How NAFTA Is Making Our Food and Water Much Less Healthy
By Shiney Varghese
As the sixth round of the negotiations on North American Free Trade Agreement begin next week in Montreal, Canada, the controversy over exactly what a new agreement might involve—if there is one at all—continues to generate debate.
As the NAFTA renegotiations were about to start, the Canadian government publicly stated its core objectives for a renewed North American Free Trade Agreement.
These included making NAFTA more progressive by bringing strong labor safeguards and enhanced environmental provisions into the core of the agreement; adding a new chapter on gender rights (and another on Indigenous issues, in line with Canada's commitment to improving relationship with its Indigenous peoples), and reforming the controversial Investor-State Dispute Settlement (ISDS) process—a system through which investors can sue nations for alleged discriminatory practices—"to ensure that governments have an unassailable right to regulate in the public interest."
Following the third round of NAFTA negotiations, Laura Dawson of the Wilson Center's Canada Institute wrote in early October that "the negotiations had split into two separate tracks": one focused on easy consensus (based on the Trans-Pacific Partnership text, which has already been approved by the three parties), and the other "characterized by differences so irreconcilable that they threaten to derail the negotiations."
In a blog prior to the fifth round of negotiations in Mexico City, my colleague Sophia Murphy argued that "neither a TPP agenda through NAFTA 2.0 nor tearing up the treaty is the answer," and instead suggested a third track. Taking a page from Canada's stated commitment to trade and protect, and acknowledging the cost of any change, a third track would support trade that protects those "least able to absorb the shock bearing all the cost of adjustment, whether it is going to be a new NAFTA or no NAFTA."
An important part of the third track must include getting rid of one of the most controversial dispute settlement mechanisms in NAFTA called investor-state dispute settlement mechanism (a provision Canada and Mexico unfortunately still support). While this dispute settlement mechanism has emerged as a sticking point, it is far from certain how the negotiations will proceed.
The U.S. has reportedly proposed that countries be allowed to "opt in" (or not) to that mechanism. If this really is a serious proposal, it would be a big step toward civil society demands to eliminate it. Leading up to the fourth round of negotiations in mid-October, U.S. groups had delivered over 400,000 petitions asking to eliminate the ISDS system. The petitions were gathered by civil society organizations ranging from farm organizations, environmentalists and trade unions to women's organizations and church groups.
The U.S. proposal has resonance in Canada and Mexico as well. For example, the Canadian Center for Policy Alternatives has argued that "removing ISDS from NAFTA—or killing it with an opt-in clause—would be a major win for Canada." In a report published earlier this week, CCAP took stock of Canada's experience with NAFTA, and concluded that "Canada accounts for about half of the known ISDS challenges filed under NAFTA" and called on Canadian negotiators to "not let this opportunity slip through their hands."
What is at stake in ISDS?
ISDS is now part of most multilateral or bilateral investment agreements. As a recent report from the Institute for Agriculture and Trade Policy (IATP) shows, ISDS gives foreign investors the right to demand compensation for environmental, public interest and other laws that undermine their anticipated profits. This provision, initially put in place to protect investors' rights against nationalizations or expropriations, has evolved to become a tool for corporations to tie up governments in long and expensive legal cases, with chilling effects on public interest rules around the world. Cases are decided by unaccountable panels of trade lawyers, who might have conflicts of interest.
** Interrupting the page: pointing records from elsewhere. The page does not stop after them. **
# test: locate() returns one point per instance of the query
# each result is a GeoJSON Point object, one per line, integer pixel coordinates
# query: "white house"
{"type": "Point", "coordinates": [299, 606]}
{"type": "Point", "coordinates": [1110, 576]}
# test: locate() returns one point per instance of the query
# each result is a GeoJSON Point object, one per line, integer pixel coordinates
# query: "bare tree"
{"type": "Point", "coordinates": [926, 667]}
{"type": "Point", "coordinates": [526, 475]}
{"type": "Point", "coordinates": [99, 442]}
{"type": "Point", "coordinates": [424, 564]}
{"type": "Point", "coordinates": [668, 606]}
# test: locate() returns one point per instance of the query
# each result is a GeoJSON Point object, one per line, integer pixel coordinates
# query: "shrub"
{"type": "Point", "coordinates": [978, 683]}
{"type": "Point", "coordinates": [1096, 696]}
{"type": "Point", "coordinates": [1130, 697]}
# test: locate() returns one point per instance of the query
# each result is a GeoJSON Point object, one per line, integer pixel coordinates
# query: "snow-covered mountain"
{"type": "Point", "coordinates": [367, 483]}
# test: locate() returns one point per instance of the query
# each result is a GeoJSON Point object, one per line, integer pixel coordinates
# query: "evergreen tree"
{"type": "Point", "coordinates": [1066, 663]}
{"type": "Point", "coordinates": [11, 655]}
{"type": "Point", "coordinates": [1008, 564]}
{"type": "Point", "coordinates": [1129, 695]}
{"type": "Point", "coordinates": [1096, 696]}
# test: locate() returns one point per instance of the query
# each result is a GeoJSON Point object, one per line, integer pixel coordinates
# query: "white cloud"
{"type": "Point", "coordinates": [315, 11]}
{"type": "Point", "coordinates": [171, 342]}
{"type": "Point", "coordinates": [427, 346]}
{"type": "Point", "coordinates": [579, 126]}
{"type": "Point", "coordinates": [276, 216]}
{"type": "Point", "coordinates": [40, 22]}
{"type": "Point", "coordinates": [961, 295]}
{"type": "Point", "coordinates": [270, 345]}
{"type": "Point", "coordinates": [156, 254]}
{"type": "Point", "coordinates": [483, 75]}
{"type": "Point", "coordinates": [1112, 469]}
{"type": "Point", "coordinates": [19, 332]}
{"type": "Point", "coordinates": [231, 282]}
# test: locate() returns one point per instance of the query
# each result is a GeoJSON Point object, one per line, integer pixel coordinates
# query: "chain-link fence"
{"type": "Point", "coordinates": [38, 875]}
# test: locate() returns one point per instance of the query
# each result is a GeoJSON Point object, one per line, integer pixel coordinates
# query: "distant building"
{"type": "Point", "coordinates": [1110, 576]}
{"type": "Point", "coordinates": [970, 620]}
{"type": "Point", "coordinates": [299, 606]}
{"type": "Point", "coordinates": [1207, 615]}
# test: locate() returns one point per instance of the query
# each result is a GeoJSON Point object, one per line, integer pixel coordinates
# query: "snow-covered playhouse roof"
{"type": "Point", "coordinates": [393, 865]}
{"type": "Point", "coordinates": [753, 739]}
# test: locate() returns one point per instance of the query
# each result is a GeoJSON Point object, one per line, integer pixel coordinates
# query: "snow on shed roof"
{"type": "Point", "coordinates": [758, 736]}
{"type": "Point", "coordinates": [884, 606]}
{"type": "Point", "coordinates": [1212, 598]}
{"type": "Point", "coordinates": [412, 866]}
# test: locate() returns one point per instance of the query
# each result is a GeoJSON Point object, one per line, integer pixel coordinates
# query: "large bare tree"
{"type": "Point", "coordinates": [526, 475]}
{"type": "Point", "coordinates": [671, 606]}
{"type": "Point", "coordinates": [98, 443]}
In fact, this ISDS provision allowed the Canadian company TransCanada to sue the U.S. government over the Keystone XL (KXL) Pipeline, where it specifically claimed breach of "fair and equitable treatment/minimum standard treatment" of foreign investors. The ISDS clause in NAFTA allowed the Canadian multinational to craft a win-win scenario in the case of Keystone XL Pipeline: either it could have pursued the ISDS claim for the $15 billion from the U.S., or it could have used the threat of ISDS claim to get around the new "buy American rules" (especially if it did not want to go through a lengthy WTO dispute settlement body citing this rule as violation of international trade rules). As this example shows, no nation is powerful enough to be safe from the overreach of ISDS, whether it is trying to protect national interest or trying to fulfill a campaign promise.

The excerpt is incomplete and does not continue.